The design saved nearly $700,000 in construction costs, she said.

“We wanted to minimize its footprint but maximize its capabilities. We started with a design that used a divert arm to shift cartons to the correct lane, but it raised concerns around inventory quality, jam potential and maintenance access,” Sizemore said. “The team took that feedback and came up with an alternate design, using simulation to confirm it would address those concerns while still meeting throughput requirements”.

Since starting inbound operations at the Houston receive center, the team has applied data from the ramp-up period and either vetted or updated it or for future location design.

“By using data obtained from the physical system back into the models, we can calibrate these models and make them more accurate over time,” said Jordan Kirkland, a senior director of distribution at Target. “As we open future facilities, we have that intelligence to reference and then have that next site be even better.”

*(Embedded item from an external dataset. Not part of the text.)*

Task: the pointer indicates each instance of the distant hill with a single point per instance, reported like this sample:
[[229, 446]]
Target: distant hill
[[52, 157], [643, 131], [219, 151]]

Target says the receive center will host 185 new jobs, adding to the more than 6,300 Target employees who already work at the company’s 40 stores and sortation center in the area.

The upstream fulfillment center is one example of Target’s recent push to grow its supply chain footprint and cut delivery times. The company currently has 11 sortation centers operating across the country, up from just three in 2022. As part of a $100 million project, Target plans to increase that number to 15 by the end of 2026.

In the fourth quarter, same-day deliveries at Target jumped 30 percent annually, a year after those shipments saw a more than 25 percent increase. This spring, the retailer is next-day delivery capabilities to 20 new U.S. metro areas.